The president of UBS Americas said the Swiss bank expects about 10% of its U.S. employees to work remotely full time once it implements a new flex work program.
The rollout of the plan will come in phases, beginning in the bank’s wealth unit, UBS’s Tom Naratil told Bloomberg on Wednesday. That means some of UBS’s newest additions will be among the first to benefit. UBS’s wealth-management silo is where Wealthfront will land when the Swiss bank’s $1.4 billion acquisition of the robo-adviser finalizes — a development expected in the second half of this year.
The flex work update apparently stems from home-grown requests: About 86% of UBS’s employees globally said they wanted more flexibility, including remote work, Bloomberg reported. The bank’s response can be seen as a measure to entice its workers to stay.
“For the industry, we’re all going to end up in the same place eventually, because the talent is going to move,” Naratil told Bloomberg, adding that new flex work options could benefit single parents, dual-working families and military veterans.
“Someone may find at a particular point in their life — maybe because of a family situation — that they may want to be 100% remote,” Naratil said.
About 800 of UBS’s 20,500 U.S. employees already work remotely. More than 70% of stateside UBS workers will take on a hybrid schedule with the new program, Naratil said. That leaves roughly 10% to 15% in the office full time.
“If only 10 to 15% of roles are five-day-a-week roles, that shows you how significant this is,” Naratil said.
UBS is hardly the first bank to propose full-time remote work for some employees. Synchrony Financial said in October 2020 it would let all U.S. workers stay remote permanently.
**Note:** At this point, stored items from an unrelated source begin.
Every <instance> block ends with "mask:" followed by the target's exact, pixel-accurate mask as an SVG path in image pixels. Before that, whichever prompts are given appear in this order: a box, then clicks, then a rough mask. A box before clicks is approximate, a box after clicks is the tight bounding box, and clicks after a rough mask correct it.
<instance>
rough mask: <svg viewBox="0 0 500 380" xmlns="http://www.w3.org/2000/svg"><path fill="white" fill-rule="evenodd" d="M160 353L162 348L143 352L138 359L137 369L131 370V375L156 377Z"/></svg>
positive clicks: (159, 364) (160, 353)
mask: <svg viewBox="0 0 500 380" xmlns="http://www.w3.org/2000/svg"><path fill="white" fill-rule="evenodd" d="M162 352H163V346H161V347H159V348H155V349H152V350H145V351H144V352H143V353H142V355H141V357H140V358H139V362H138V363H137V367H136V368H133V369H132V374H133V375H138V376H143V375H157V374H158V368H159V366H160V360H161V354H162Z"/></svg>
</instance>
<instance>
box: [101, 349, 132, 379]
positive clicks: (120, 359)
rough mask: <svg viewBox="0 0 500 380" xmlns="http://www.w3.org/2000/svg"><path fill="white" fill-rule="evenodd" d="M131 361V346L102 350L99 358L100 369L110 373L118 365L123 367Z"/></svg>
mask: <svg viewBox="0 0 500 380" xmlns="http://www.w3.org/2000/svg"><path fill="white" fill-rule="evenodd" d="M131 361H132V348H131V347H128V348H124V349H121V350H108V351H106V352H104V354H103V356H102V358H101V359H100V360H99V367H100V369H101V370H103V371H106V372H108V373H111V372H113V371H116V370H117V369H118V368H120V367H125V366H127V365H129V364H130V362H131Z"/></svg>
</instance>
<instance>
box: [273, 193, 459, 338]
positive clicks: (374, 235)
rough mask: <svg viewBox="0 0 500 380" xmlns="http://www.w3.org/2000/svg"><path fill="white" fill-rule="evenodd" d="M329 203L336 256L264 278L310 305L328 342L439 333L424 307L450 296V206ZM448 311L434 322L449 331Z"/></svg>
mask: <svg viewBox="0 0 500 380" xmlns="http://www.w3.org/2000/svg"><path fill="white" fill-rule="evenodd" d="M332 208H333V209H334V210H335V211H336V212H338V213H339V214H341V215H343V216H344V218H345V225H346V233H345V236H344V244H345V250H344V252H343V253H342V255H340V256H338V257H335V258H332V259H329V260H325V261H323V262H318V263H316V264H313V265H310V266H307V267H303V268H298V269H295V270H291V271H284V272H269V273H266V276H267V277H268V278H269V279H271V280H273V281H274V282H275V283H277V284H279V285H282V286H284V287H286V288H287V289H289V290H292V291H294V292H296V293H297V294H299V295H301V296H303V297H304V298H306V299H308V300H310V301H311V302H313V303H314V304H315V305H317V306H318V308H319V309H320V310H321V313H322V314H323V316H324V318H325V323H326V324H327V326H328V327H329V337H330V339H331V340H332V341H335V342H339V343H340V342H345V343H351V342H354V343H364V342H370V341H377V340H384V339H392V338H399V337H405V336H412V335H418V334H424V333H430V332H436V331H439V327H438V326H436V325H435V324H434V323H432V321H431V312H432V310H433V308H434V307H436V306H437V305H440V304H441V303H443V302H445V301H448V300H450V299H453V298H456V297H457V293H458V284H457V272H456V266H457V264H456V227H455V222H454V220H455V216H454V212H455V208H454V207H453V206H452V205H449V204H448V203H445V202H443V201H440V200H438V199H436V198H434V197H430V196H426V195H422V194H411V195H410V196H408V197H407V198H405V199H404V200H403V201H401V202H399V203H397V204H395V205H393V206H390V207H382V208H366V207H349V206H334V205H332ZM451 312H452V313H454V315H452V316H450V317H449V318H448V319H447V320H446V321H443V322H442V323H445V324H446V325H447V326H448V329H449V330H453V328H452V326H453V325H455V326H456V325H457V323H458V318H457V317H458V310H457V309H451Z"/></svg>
Capital One, around the same time, said it would let most of its U.S. call-center employees work remotely after the COVID-19 pandemic. (The bank last summer said Mondays and Fridays would be virtual workdays for the company).
Those examples, however, are banks with a heavy contingent of credit-card business. Citi, almost exactly one year ago, became the first Wall Street bank to commit to a hybrid work schedule wherein most employees would work at least three days a week from the office and as many as two days remote.
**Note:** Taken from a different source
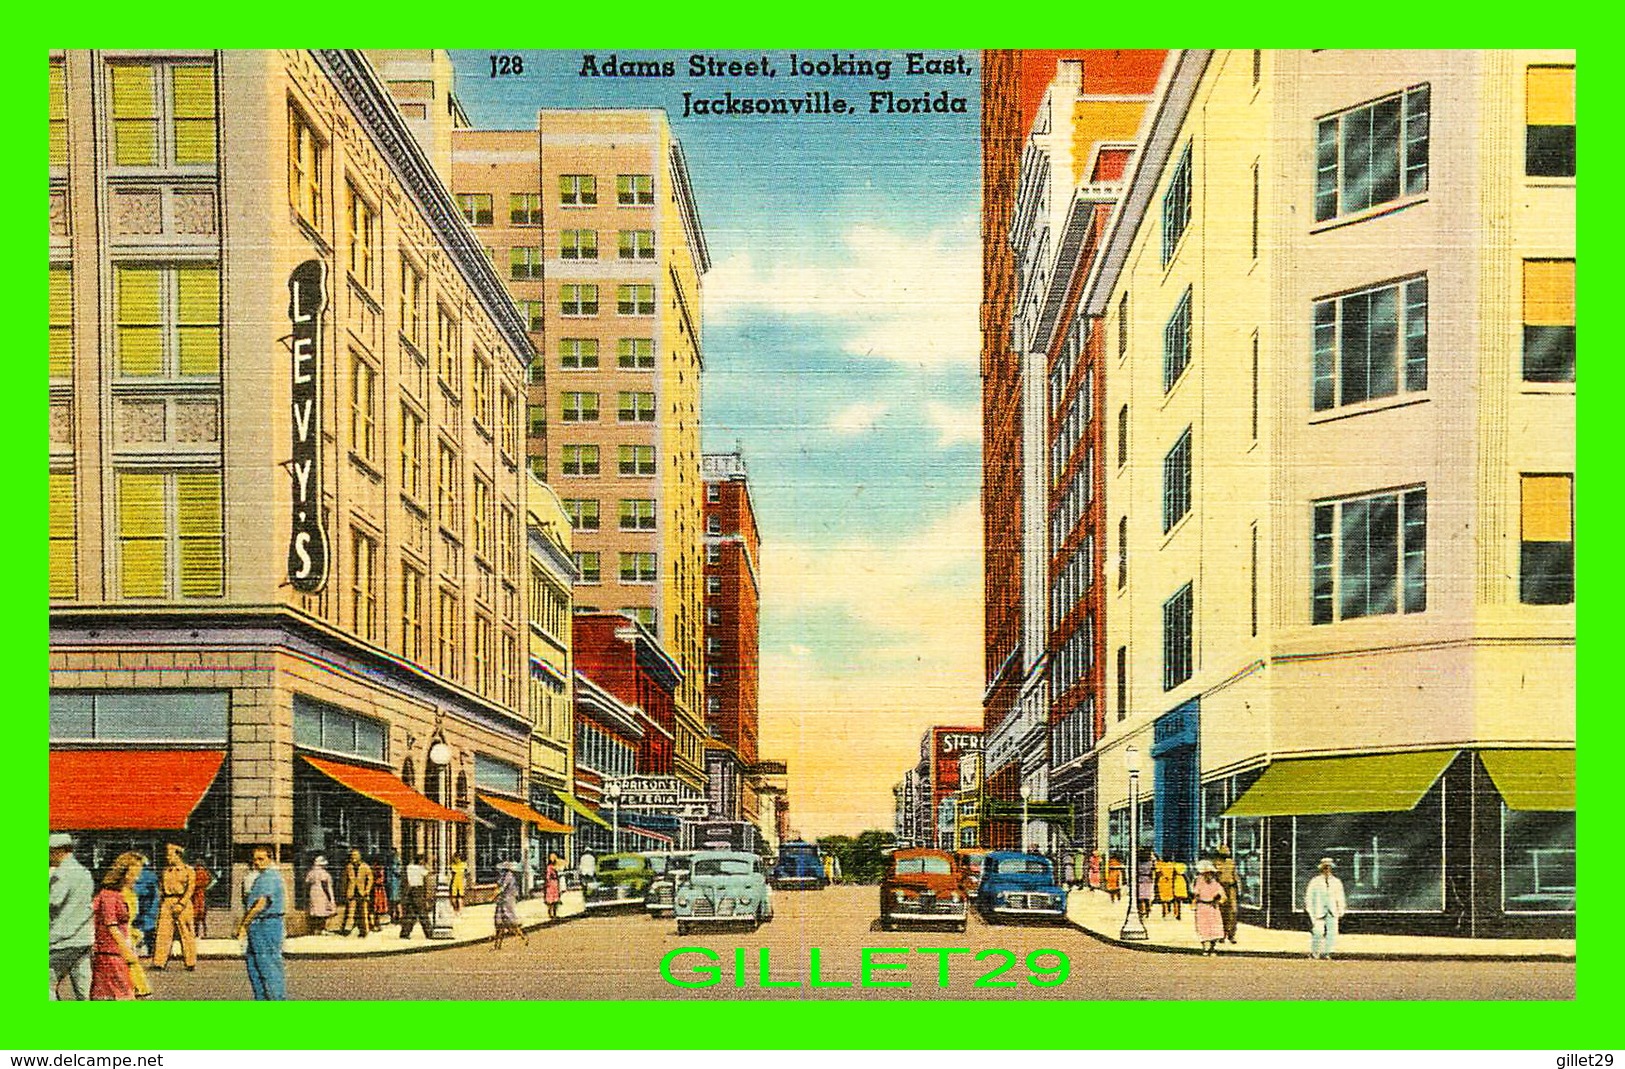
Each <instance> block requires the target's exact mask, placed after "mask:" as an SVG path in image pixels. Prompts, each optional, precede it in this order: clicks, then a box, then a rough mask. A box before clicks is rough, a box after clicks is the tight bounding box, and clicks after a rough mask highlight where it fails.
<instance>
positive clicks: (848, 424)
mask: <svg viewBox="0 0 1625 1069" xmlns="http://www.w3.org/2000/svg"><path fill="white" fill-rule="evenodd" d="M890 408H892V406H890V405H886V403H884V401H856V403H853V405H848V406H847V408H843V409H840V411H838V413H835V414H834V416H830V418H829V429H830V431H834V432H835V434H838V435H842V437H856V435H860V434H869V432H873V431H874V424H876V422H877V421H879V418H881V416H884V414H886V413H887V411H890Z"/></svg>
UBS, for its part, said its investment bankers and others can work from nontraditional locations. Naratil said he expects Friday to be a popular remote-work day, and that most employees would be in the office from Tuesday to Thursday throughout the summer.
The bank's nascent flex-work commitment is not its first relaxation of typical strictures found in the banking industry. UBS CEO Ralph Hamers, in a November memo, announced that at the start of 2022, the bank would discontinue ranks above managing director.
Additionally, titles such as managing director, director and associate have been hidden in the bank’s internal directory as of February.
Hamers is hoping the change will push workers to be known for their function or role rather than their place in a pecking order, anonymous sources told Bloomberg.